Он подался ко мне — всем телом, отставляя чашку обратно на поднос.
— И что же? И что же, голубчик мой? Как же прошло-то? Когда вам приступать к работе?
Я улыбнулась с тою принуждённою лёгкостью, с какою улыбаются, когда внутри уже всё стянулось в тугой узел.
— Кажется, никогда, — выговорила в ответ.
Он не сразу понял.
— То есть?.. — переспросил, ещё веря, что ослышался. — То есть как — никогда? Как это понимать, Наденька? Что вы такое говорите?
— А вот так, — сказала я и сама поразилась, как ровно прозвучал мой голос. — Так и понимать, Фёдор Михайлович. Мне отказали. Совет признал мою защиту неубедительной. И ещё — мне это, правда, не в зале, а после, в коридоре, один старичок сказал, — что мне как женщине в медицине делать совершенно нечего. И что я лучше бы шла, мол, замуж, к семейной жизни.

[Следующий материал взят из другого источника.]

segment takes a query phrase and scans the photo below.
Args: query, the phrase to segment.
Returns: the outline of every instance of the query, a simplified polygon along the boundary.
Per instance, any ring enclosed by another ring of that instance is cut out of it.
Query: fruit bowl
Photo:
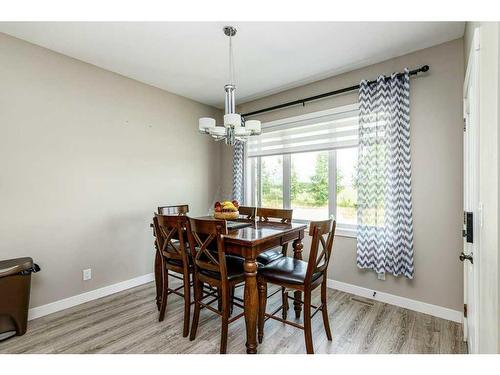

Минуту он молчал. Глядел на меня, не моргая. На лице у него медленно сменялись выражения — недоумение, потом неверие, потом нечто похожее на боль, и наконец — гнев. Настоящий, тёмный, глубокий гнев, какой бывает у людей, носящих в груди жар.
— Да как же они посмели, — выговорил он наконец медленно, страшно. — Да как… как они посмели, эти седые столоначальники! Вы… вы же настоящий, вы же подлинный врач, Наденька. Я ведь знаю это. Вы — Богом данная, понимаете ли? А они… За что? Неужто вы что дурное сделали? Сказали что не то?
Я пожала плечами.
— И сделала, видимо. И сказала. Да что уж теперь. Теперь это решено.
— Решено? — Достоевский почти подскочил. — Что значит — решено? А обжаловать? Ведь подобное решение надо обжаловать! Это надо… надо… надо немедленно к министру, к шефу жандармов, к великому князю, к кому угодно! Это ж разбой средь бела дня, Наденька, разве вы не понимаете? Кто, кто решил, что они правы?
— Можно обжаловать, — кивнула я. — Только знаете, Фёдор Михайлович, я отчего-то совершенно уверена, что и после обжалования мне дадут тот же самый ответ. И не потому, что я недостаточно хороша. И не потому, что у меня недостаточно знаний. А потому что я — женщина. И ничего тут не изменишь.
Он сел снова в кресло. Сжал кулаки на подлокотниках. Помолчал.
— Надо бороться, Надя, — выговорил он тихо, но твёрдо. — Слышите? Наденька. Надюша моя. Надо бороться. С такими вещами руки нельзя опускать. Иначе они победят. А победят они — и не вы одна пропадёте, а с вами вместе ещё бог знает сколько таких, как вы, которые после вас идти будут.
— Знаете, Фёдор Михайлович, — отвечала я, и тут уже голос мой дрогнул по-настоящему, — я устала. Я очень устала. Знаете, это такая, такая безнадёжность, которую я… которую я никогда не знала. Знаете, когда я сюда ехала, в Петербург, я думала — мне как будто сам Бог велел сюда вернуться. Сам Бог велел заниматься медициной. Здесь. У нас. И я так в это верила, что, кажется, и не сомневалась. А тут — точно какая-то стена. И никаких в этой стене щелочек. Ни малейшей.